Pour François Marques, secrétaire général CGT de l’union locale de Vénissieux « nous sommes heureux d’avoir été de cette action et fier de la CGT. Tous les efforts que nous avons déployés autour de Veninov ont rendu ce succès possible, mais c’est uniquement parce que les salariés de l’entreprise n’ont pas lâchés. »
Ce projet de reprise prévoit le redémarrage de la production pour le mois de septembre 2012, avec la reprise de 40 à 50 salariés dans un premier temps et des investissements de 20 millions d’euros sur 3 ans. Une délégation va d’ailleurs se rendre très prochainement en Autriche pour rencontrer la nouvelle direction.

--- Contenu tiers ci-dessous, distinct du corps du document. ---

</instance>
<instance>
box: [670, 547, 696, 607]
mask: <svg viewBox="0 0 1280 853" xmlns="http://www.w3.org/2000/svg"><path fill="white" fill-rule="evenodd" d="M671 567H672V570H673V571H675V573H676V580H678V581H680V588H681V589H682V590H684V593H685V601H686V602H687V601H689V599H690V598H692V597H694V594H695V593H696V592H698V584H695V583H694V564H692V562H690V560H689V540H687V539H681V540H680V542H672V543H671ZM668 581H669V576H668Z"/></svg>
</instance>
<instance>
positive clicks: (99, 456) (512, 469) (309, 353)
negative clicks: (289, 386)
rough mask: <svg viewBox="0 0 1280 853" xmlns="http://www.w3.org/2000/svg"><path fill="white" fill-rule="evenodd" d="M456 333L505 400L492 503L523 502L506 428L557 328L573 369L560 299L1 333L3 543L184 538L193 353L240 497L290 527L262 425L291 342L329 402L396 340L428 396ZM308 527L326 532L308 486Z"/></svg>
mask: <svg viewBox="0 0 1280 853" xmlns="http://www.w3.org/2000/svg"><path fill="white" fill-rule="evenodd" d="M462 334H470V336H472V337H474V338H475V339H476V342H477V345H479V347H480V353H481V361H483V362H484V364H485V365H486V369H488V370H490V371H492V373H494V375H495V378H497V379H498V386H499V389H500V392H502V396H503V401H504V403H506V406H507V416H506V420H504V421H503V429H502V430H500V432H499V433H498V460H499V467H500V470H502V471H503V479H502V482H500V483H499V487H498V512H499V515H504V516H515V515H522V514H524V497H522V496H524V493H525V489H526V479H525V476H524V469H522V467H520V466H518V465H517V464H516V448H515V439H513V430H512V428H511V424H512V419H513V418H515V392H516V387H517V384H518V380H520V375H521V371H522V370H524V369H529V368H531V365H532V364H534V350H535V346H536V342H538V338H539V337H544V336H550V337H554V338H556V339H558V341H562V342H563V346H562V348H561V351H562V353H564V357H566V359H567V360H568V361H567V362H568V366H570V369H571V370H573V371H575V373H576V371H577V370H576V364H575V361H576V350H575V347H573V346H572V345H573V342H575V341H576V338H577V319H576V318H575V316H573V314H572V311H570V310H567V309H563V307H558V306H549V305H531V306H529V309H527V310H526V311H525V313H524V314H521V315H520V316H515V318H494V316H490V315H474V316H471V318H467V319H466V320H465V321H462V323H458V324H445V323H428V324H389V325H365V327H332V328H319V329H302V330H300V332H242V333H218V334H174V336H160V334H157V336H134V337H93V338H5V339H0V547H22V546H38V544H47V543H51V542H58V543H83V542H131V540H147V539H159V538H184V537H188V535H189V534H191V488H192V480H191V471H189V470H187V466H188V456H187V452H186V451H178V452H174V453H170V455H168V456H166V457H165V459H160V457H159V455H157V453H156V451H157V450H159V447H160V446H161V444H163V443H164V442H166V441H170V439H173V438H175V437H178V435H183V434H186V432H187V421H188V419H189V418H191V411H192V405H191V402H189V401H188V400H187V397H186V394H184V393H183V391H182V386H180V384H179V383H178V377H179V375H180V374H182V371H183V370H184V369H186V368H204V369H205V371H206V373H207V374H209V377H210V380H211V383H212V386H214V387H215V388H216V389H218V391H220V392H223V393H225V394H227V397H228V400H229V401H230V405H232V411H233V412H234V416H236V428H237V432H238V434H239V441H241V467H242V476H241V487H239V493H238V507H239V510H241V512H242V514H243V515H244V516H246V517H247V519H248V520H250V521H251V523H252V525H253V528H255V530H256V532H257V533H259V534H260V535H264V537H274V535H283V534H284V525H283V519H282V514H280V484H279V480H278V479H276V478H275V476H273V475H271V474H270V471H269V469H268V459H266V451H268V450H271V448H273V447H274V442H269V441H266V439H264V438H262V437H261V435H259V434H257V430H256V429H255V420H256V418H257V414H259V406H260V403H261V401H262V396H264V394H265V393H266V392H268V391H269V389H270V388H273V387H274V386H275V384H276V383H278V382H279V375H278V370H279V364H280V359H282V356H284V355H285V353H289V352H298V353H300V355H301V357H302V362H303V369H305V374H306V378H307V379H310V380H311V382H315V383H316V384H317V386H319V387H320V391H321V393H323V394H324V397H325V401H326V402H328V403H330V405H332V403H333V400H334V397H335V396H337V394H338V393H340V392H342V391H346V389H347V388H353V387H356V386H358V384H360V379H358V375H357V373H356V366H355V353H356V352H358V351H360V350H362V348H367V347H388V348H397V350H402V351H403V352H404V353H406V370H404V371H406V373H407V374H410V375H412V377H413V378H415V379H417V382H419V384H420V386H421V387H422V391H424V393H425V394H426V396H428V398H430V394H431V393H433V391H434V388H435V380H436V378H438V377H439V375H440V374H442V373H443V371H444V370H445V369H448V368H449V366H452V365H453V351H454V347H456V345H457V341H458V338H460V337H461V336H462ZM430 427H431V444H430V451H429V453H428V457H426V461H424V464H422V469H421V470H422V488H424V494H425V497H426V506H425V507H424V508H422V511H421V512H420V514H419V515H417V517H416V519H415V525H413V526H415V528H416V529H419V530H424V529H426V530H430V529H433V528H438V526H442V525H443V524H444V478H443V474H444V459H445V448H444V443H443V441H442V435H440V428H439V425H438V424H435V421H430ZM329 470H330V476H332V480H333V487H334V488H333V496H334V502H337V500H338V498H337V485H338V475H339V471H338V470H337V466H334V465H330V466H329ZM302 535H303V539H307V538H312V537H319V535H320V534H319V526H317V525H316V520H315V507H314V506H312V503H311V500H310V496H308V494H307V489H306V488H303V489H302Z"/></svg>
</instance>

Toutes les procédures ne sont pas pour autant terminées. Une procédure concerne directement le fonds d’investissement américain Gordon Brothers, qui avait accordé fin 2010 un prêt de 9,7 millions d’euros au groupe allemand Alkor Venilia car à l’époque propriétaire de Veninov.
Aujourd’hui, le liquidateur réclame 88 millions d’euros à Gordon Brothers, qu’il estime responsable de la faillite. Une enquête pénale a également été ouverte suite à une saisine par le préfet du Rhône qui considère que le prêt de Gordon Brothers était « illégal et réalisé dans des conditions léonines ».
Néanmoins, avant que l’entreprise ne reprenne ses droits et ses activités avec cette nouvelle direction autrichienne, une nouvelle initiative est d’ores et déjà programmée le 1er juin prochain dans les locaux de Veninov. Mais celle-ci sera festive et fraternelle et un moment de convivialité pour fêter la victoire et remercier tous ceux qui depuis plus d’un an ont soutenu cette lutte.